Life and Death and Taxes: The Conundrum of Cooperation
It’s easy to fix the healthcare interoperability problem. Everyone knows how to do it. We just give everyone their own node in the cloud. All data to and from goes through those nodes, and all data is in a perfectly interchangeable format.
Somebody — like the people running our electric grids — accepts and distributes that power. And when we turn on our televisions, it is as if by magic that images and sounds are present in a language we understand. Or if we don’t understand them, we turn on closed-captioning and select a language we do understand.
The problem is theoretically solved. It is only our instincts that keep it from being made reality. And so inertia becomes the enemy of the patient — and the central problem to be solved. There are less-complimentary terms used to describe those who hold back this propulsion into the future, where all information flows like water from warm showers on cold mornings. I won’t use those terms here because I know better than to assume any of that is true (though some of it may very well be in different places).
My son often tells me how easy it is to solve every problem because he simply doesn’t find the issues of institutional malaise, regulatory incentives, or venture capital attraction sufficiently quantifiable to get in his way. The solution works when the players accept that it works and when the problem is significant enough that the mere fact of a viable solution is the most important consideration in the equation.
Kudos to him. “Don’t stop believing,” as the song goes.
It’s good to have sons who believe. It’s good to have actors who believe in their characters, who understand their role as the everyman in this great play of life.
And what is healthcare if not that? Life and Death and Taxes. And why don’t we exchange everything everywhere, always and forever?
A few years back, while I was working for a large IDN, a decree came down from above. “There will be no more integration. We will route. We will filter. We shall give and we shall receive, but we will change nothing in between.”

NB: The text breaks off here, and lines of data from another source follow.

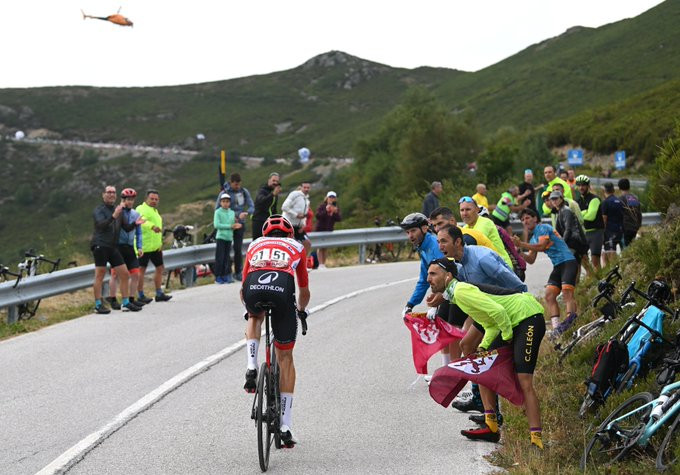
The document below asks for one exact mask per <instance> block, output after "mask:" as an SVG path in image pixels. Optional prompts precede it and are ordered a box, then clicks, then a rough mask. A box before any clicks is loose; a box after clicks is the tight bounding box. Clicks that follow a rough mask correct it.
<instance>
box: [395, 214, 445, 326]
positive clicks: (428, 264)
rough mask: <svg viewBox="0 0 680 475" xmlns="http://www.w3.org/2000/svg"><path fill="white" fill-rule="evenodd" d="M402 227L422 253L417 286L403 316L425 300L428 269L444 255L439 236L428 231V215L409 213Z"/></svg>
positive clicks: (419, 251)
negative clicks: (435, 234) (440, 250)
mask: <svg viewBox="0 0 680 475" xmlns="http://www.w3.org/2000/svg"><path fill="white" fill-rule="evenodd" d="M399 226H401V229H403V230H404V231H406V234H407V235H408V239H409V241H411V244H413V247H414V248H415V249H416V250H417V251H418V254H419V255H420V277H419V278H418V282H417V283H416V288H415V289H414V290H413V294H412V295H411V298H409V299H408V302H406V306H405V307H404V310H403V311H402V317H403V316H404V315H406V314H407V313H411V311H412V310H413V307H415V306H416V305H418V304H419V303H420V302H422V301H423V297H425V294H426V293H427V289H429V288H430V286H429V284H428V283H427V269H428V267H429V265H430V262H432V261H433V260H435V259H439V258H440V257H444V255H443V254H442V252H441V251H440V250H439V246H438V244H437V238H436V237H435V236H434V234H431V233H429V232H428V226H429V223H428V221H427V217H426V216H425V215H424V214H423V213H411V214H409V215H407V216H406V217H405V218H404V219H403V220H402V222H401V223H400V224H399Z"/></svg>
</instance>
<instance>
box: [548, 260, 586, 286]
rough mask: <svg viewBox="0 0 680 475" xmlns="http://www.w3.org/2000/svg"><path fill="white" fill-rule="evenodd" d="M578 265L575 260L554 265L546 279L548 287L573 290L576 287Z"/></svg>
mask: <svg viewBox="0 0 680 475" xmlns="http://www.w3.org/2000/svg"><path fill="white" fill-rule="evenodd" d="M580 265H581V264H580V263H579V261H577V260H576V259H574V260H572V261H566V262H563V263H561V264H558V265H556V266H555V267H554V268H553V271H552V272H551V273H550V277H548V285H550V286H553V287H557V288H558V289H561V288H567V289H568V288H571V289H573V288H574V287H575V286H576V274H578V268H579V266H580Z"/></svg>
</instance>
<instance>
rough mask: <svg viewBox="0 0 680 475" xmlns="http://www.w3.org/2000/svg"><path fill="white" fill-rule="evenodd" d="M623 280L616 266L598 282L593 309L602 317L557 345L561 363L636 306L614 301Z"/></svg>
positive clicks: (584, 327)
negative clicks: (571, 353) (576, 347)
mask: <svg viewBox="0 0 680 475" xmlns="http://www.w3.org/2000/svg"><path fill="white" fill-rule="evenodd" d="M621 279H622V277H621V274H620V273H619V266H616V267H614V268H613V269H612V270H611V271H609V273H608V274H607V275H606V276H605V278H604V279H603V280H601V281H600V282H598V284H597V290H598V292H599V293H598V294H597V295H596V296H595V298H593V300H592V303H591V307H592V308H593V309H597V311H598V312H599V313H600V314H601V315H602V316H601V317H599V318H597V319H596V320H593V321H592V322H588V323H586V324H585V325H582V326H580V327H579V328H577V329H576V331H574V332H573V334H572V338H571V340H570V341H569V342H568V343H566V344H565V345H564V346H563V345H562V343H561V342H558V343H557V344H556V345H555V351H559V353H560V356H559V359H558V361H559V362H560V363H562V362H563V361H564V359H565V358H566V357H567V356H568V355H569V354H571V352H572V350H573V349H574V348H575V347H576V346H578V345H580V344H583V343H585V342H587V341H592V340H593V339H594V338H595V337H596V336H597V335H599V334H600V333H601V332H602V329H603V328H604V326H605V325H607V324H608V323H609V322H611V321H613V320H614V319H616V317H618V315H619V314H620V312H621V311H622V310H623V309H624V308H626V307H630V306H634V305H635V302H627V303H622V302H616V301H615V300H614V298H613V297H614V294H615V293H616V286H615V283H617V282H619V281H620V280H621ZM603 300H604V301H605V302H604V304H603V305H602V306H601V307H598V305H599V304H600V302H601V301H603Z"/></svg>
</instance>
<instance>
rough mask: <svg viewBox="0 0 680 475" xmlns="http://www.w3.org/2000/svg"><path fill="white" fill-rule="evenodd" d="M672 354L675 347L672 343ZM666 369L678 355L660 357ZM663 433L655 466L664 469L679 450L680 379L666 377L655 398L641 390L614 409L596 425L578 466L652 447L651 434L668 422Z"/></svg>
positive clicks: (605, 461) (646, 450)
mask: <svg viewBox="0 0 680 475" xmlns="http://www.w3.org/2000/svg"><path fill="white" fill-rule="evenodd" d="M676 356H680V355H677V347H676ZM664 366H665V368H666V369H669V368H673V371H672V374H673V377H674V376H675V369H677V368H678V367H679V366H680V359H671V358H666V359H664ZM668 374H670V373H668ZM671 421H672V423H671V424H670V427H669V428H668V431H667V432H666V435H665V437H664V438H663V440H661V443H660V444H659V446H658V449H657V450H656V468H657V469H658V470H665V469H667V468H669V467H671V466H673V465H674V464H675V462H676V461H677V458H678V453H680V442H679V441H678V437H677V435H678V432H680V381H679V382H673V380H672V379H671V380H670V381H666V384H665V386H664V387H663V389H662V390H661V393H660V394H659V396H658V397H657V398H654V397H653V396H652V394H650V393H648V392H642V393H639V394H636V395H635V396H633V397H631V398H629V399H628V400H626V401H625V402H624V403H622V404H621V405H620V406H619V407H617V408H616V409H614V411H612V413H611V414H609V416H607V418H606V419H605V420H604V421H603V422H602V423H601V424H600V425H599V427H598V428H597V430H596V432H595V434H594V435H593V437H592V438H591V439H590V441H589V442H588V444H587V445H586V447H585V451H584V452H583V456H582V457H581V469H582V470H586V469H587V468H595V467H597V466H602V465H608V464H610V463H614V462H617V461H619V460H622V459H623V458H624V457H625V456H626V455H628V454H630V453H631V451H633V450H638V451H648V450H650V449H652V450H653V449H654V445H655V444H656V443H658V437H657V438H655V437H654V436H655V435H656V434H657V432H659V430H660V429H661V428H662V427H663V426H665V425H666V424H667V423H669V422H671Z"/></svg>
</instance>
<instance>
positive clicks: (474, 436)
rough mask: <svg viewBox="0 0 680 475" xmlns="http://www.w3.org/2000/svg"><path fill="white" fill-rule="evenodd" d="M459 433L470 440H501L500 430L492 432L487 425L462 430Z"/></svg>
mask: <svg viewBox="0 0 680 475" xmlns="http://www.w3.org/2000/svg"><path fill="white" fill-rule="evenodd" d="M460 433H461V434H462V435H464V436H465V437H467V438H468V439H471V440H485V441H487V442H498V441H499V440H501V433H500V431H498V432H492V431H491V429H489V426H487V425H484V427H479V428H476V429H467V430H462V431H460Z"/></svg>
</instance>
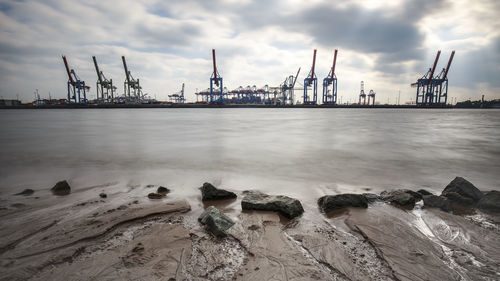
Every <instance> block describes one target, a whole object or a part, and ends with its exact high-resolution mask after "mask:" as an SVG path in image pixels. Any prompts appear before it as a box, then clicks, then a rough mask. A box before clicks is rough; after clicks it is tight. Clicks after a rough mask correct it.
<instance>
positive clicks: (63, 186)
mask: <svg viewBox="0 0 500 281" xmlns="http://www.w3.org/2000/svg"><path fill="white" fill-rule="evenodd" d="M50 190H51V191H52V193H54V194H55V195H60V196H62V195H68V194H70V193H71V187H70V186H69V184H68V182H67V181H65V180H63V181H60V182H58V183H56V185H54V187H52V188H51V189H50Z"/></svg>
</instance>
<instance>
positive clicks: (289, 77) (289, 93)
mask: <svg viewBox="0 0 500 281" xmlns="http://www.w3.org/2000/svg"><path fill="white" fill-rule="evenodd" d="M299 73H300V67H299V70H297V74H296V75H295V77H294V76H293V75H290V76H289V77H288V78H286V79H285V81H284V82H283V85H281V91H282V92H283V105H286V104H287V102H288V101H290V104H291V105H293V103H294V94H293V90H294V88H295V82H297V77H298V76H299Z"/></svg>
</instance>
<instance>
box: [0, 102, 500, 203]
mask: <svg viewBox="0 0 500 281" xmlns="http://www.w3.org/2000/svg"><path fill="white" fill-rule="evenodd" d="M0 120H1V122H0V131H1V132H2V133H1V135H0V145H1V149H0V159H1V164H0V193H2V194H3V193H8V192H12V191H13V190H16V191H17V190H19V189H21V188H33V189H47V188H50V187H51V186H52V185H53V184H54V183H55V182H56V181H58V180H60V179H69V180H70V182H72V183H73V184H72V185H73V186H76V188H77V189H78V188H84V187H89V186H92V185H99V184H103V183H111V182H120V183H123V184H124V186H125V185H129V186H130V185H134V184H135V185H138V184H149V183H151V184H164V185H167V186H173V187H174V188H176V187H177V189H181V190H185V192H186V193H188V194H195V193H197V192H199V191H197V190H196V189H195V188H193V187H197V186H200V185H201V183H203V182H205V181H211V182H214V183H215V184H218V185H221V186H224V187H230V188H233V189H240V190H244V189H248V188H255V189H261V190H263V191H266V192H270V193H275V194H276V193H284V194H289V195H293V196H299V197H303V198H309V197H311V198H313V197H316V198H317V196H319V195H322V194H324V193H332V192H352V191H354V192H365V190H368V189H370V190H371V191H373V192H377V191H380V190H382V189H386V188H395V187H407V188H412V189H416V188H422V187H425V188H428V189H433V190H436V191H440V190H442V188H443V187H444V186H446V184H447V183H448V182H449V181H451V180H452V179H453V178H454V177H455V176H463V177H465V178H467V179H469V180H470V181H471V182H473V183H474V184H475V185H476V186H477V187H479V188H480V189H485V190H488V189H500V186H499V184H498V183H499V182H500V110H458V109H454V110H417V109H411V110H410V109H102V110H101V109H89V110H85V109H82V110H2V111H0Z"/></svg>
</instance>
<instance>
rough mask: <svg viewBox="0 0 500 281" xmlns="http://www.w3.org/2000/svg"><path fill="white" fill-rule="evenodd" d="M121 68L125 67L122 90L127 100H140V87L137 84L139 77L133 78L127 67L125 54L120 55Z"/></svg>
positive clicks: (138, 83)
mask: <svg viewBox="0 0 500 281" xmlns="http://www.w3.org/2000/svg"><path fill="white" fill-rule="evenodd" d="M122 62H123V68H124V69H125V82H124V83H123V92H124V95H125V97H126V98H127V99H128V101H129V102H132V101H135V102H140V101H141V98H142V87H141V85H140V84H139V79H134V77H133V76H132V74H131V73H130V71H129V70H128V68H127V62H126V61H125V56H122Z"/></svg>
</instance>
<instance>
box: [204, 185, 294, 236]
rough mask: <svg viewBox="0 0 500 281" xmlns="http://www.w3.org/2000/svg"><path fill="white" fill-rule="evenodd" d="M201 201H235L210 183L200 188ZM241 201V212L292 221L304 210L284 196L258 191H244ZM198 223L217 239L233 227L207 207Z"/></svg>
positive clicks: (228, 195) (215, 210)
mask: <svg viewBox="0 0 500 281" xmlns="http://www.w3.org/2000/svg"><path fill="white" fill-rule="evenodd" d="M200 190H201V196H202V201H213V200H225V199H236V198H237V195H236V194H235V193H234V192H231V191H227V190H224V189H219V188H216V187H215V186H213V185H212V184H210V183H204V184H203V186H202V187H200ZM243 194H244V196H243V198H242V199H241V208H242V209H243V210H261V211H275V212H279V213H280V214H282V215H283V216H285V217H287V218H289V219H293V218H295V217H298V216H300V215H301V214H302V213H304V208H303V207H302V204H301V203H300V201H299V200H297V199H294V198H291V197H288V196H284V195H268V194H264V193H262V192H259V191H244V192H243ZM198 221H199V222H200V223H201V224H203V225H206V226H207V227H208V229H209V230H210V231H211V232H212V233H213V234H214V235H215V236H217V237H225V236H226V235H227V233H226V230H228V229H229V228H230V227H231V226H233V225H234V222H233V221H232V220H231V218H229V217H228V216H227V215H225V214H224V213H222V212H221V211H219V210H218V209H217V208H215V207H214V206H209V207H208V208H206V209H205V211H204V212H203V213H202V214H201V216H200V217H199V218H198Z"/></svg>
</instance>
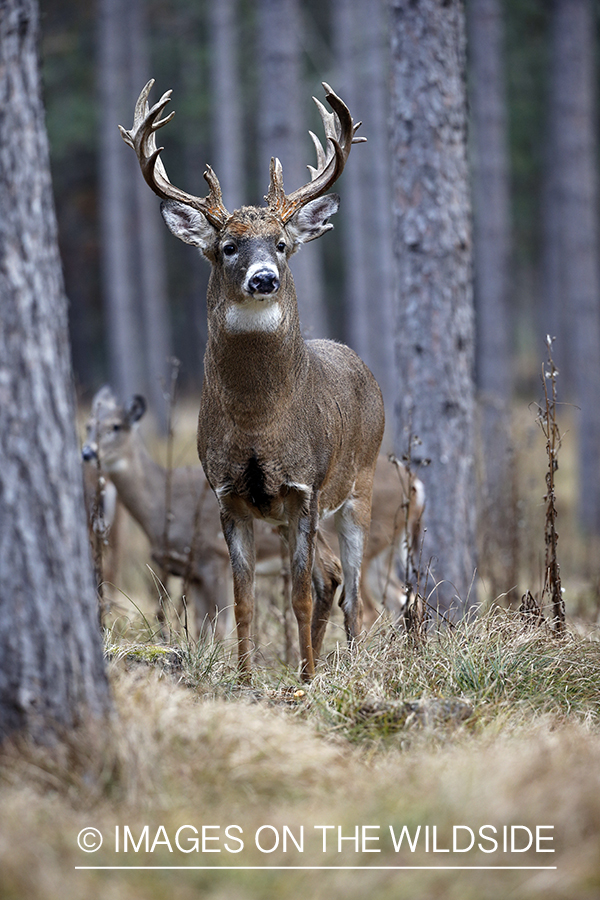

And then all was good in that world. Integrators would be released from the tedium of their labor. There would be only the standard, and the standard was deaf, dumb, and blind. Pay homage. We are free.
Except that for consumers and producers, not so much. We shifted the burden outside the center core and onto the edges, where it was to become less visible, where resources were provisioned differently — otherwise and elsewhere. They would hopefully refrain from complaint and accept the data as delivered, adequate, or perhaps less than. This would reduce cost. And cutting costs is a generally agreeable goal that is quite often achievable.
And so the Integration Apocalypse is a natural precursor to the Interoperability Blossoming we all acknowledge to be the inescapable drift of history. Everything standard. One transmission protocol (HTTPS). One data format (JSON). One Network (ModestlyObscuredWeb). One central scrutinizer (OAuth3000).
“A fantasy. Science fiction,” you say. Don’t you bet your good cholesterol against it. It’s right around the corner.
The point of this is not to poke fun at anybody or everybody, but to stop and take note that things are often as they are for reasonable reasons. But we might re-evaluate whether some of those reasons can go by the wayside. In their place come new possibilities, new standards, new formats, new approaches, new paradigms, and new solutions to this age-old conundrum of cooperation. How do competitors agree on anything in a system that values innovation? How do private entities share that which is so closely held?
In truth most vendors, including Rhapsody, would love if it were so easy to make secure connections, to have reliable semantically accurate exchanges. When we look at our product and listen to how our customers and partners want things to work, we strive to be that magic wand, that joy-bringer. We don’t like someone else coming in selling utopia-in-a-box dreamscapes, wooing our customers away with promises of dancing lilies and endless summers. And not because we believe they aren’t real or honest, but because we do share those ideals, and we know getting there is something we can only do together.
Collaborate. Cooperate. Innovate. Save the Date.
The revolution will not be delivered, my friends. It will be negotiated at millions of tiny tables.